Is she getting what she deserves? Leaving alone the argument of coercion, she's having her memories completely erased every day. Could you still say that the Victoria presented to us in the film is the same person that committed the crime in the first place?

Anonymous said...

As I first I was reading what you had to say about the punishment of Victoria I thought we were going to totally disagree. After, I kept reading I realized we very much agreed. Her punishment is not fair or just. You said she is getting what she deserves and I might have to agree with you there. I think they are punishing a different person than who committed the crime. So is it really what she deserves?

Anonymous said...

I agree that the punishment would have been just if they did not tamper with her memory.
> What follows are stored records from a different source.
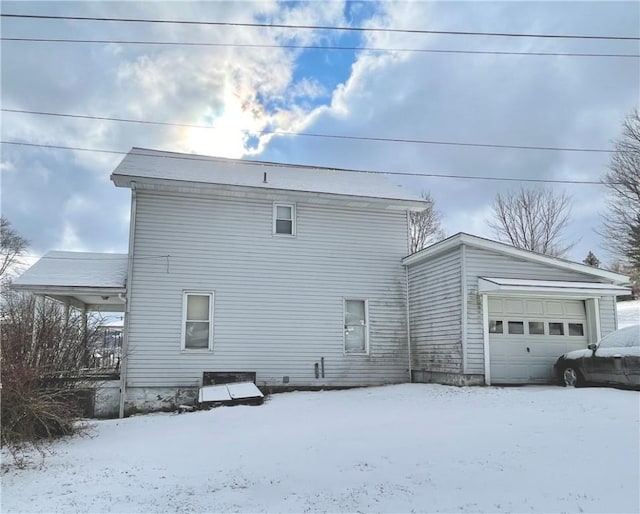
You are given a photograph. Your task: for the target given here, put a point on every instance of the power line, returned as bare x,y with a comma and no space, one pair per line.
314,47
327,136
319,27
350,170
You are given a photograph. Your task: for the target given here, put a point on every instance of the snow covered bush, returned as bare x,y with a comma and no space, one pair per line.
42,353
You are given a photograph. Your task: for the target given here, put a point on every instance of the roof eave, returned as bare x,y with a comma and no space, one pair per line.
126,180
486,244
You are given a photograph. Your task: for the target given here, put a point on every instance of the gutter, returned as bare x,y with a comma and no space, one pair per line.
127,308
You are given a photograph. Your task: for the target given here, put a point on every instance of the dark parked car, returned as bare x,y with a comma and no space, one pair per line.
614,360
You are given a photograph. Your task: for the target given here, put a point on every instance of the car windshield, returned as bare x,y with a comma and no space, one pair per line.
623,338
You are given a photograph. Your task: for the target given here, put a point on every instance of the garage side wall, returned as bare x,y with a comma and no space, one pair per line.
435,315
480,262
607,315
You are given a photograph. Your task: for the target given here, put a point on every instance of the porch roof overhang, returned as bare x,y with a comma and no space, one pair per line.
510,286
91,281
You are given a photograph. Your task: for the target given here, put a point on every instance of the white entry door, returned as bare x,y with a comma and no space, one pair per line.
527,335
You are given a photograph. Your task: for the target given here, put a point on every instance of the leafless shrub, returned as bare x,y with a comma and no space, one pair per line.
42,355
533,219
12,247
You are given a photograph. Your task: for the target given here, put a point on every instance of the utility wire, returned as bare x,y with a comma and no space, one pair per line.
314,47
319,27
182,157
327,136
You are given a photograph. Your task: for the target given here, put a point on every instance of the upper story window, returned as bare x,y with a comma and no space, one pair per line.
197,321
284,219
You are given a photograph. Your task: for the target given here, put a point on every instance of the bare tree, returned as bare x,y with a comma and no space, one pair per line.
12,247
425,227
533,219
592,260
622,219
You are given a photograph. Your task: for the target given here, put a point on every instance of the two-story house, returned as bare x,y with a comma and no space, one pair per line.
300,275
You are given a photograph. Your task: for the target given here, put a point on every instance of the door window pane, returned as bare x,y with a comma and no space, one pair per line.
197,335
516,327
576,329
495,327
556,329
536,328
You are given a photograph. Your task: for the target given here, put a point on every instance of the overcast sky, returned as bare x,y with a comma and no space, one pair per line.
62,199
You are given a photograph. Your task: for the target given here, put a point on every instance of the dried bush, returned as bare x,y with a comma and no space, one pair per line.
42,356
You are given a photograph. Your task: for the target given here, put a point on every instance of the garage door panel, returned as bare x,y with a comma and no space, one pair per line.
531,341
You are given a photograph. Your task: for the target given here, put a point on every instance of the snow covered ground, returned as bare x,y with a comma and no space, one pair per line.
403,448
628,313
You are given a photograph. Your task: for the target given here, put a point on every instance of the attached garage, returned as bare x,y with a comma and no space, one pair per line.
484,312
526,336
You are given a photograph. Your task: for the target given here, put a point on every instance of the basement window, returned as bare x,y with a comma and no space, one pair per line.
197,318
284,219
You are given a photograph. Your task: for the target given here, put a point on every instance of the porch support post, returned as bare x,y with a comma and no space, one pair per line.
38,314
85,338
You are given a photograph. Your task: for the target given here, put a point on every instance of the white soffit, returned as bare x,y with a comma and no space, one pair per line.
142,165
492,285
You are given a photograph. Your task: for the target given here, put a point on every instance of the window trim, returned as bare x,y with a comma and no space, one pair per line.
183,330
292,206
366,324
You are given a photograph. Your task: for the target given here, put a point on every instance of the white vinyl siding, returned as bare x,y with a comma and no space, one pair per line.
435,314
197,325
278,301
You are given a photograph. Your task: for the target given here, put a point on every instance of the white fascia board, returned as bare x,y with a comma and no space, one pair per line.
69,290
239,191
548,288
505,249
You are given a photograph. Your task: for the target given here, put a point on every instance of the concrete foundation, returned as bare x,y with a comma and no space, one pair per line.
436,377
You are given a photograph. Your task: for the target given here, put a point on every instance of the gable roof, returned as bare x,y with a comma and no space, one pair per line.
506,249
76,269
142,165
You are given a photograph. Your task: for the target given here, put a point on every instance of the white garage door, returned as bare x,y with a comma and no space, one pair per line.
527,335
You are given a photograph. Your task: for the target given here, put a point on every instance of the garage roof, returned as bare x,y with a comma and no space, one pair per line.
548,287
506,249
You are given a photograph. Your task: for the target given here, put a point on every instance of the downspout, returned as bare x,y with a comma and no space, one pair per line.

The prosecutors basically violated her and intefered with her humanity.

Anonymous said...

There is a deeper complexity to the justification of her punishment, but I agree that it was aimless in regards to her correction. Perhaps the public was unaware of the immense pain caused to her within the house as the scene was reset. It could be a lesson in our partial views of the administration of justice. We tend to only see justice in the courtroom, but following we become unaware of the lack of correction administered among convicts.

Anonymous said...

indeed, the punishment was no longer relative to teaching any lesson to her, and instead became a symbol of what happens when you commit a crime of this magnitude. In that, it also became a system of entertainment for others to participate in, further straying from a productive purpose.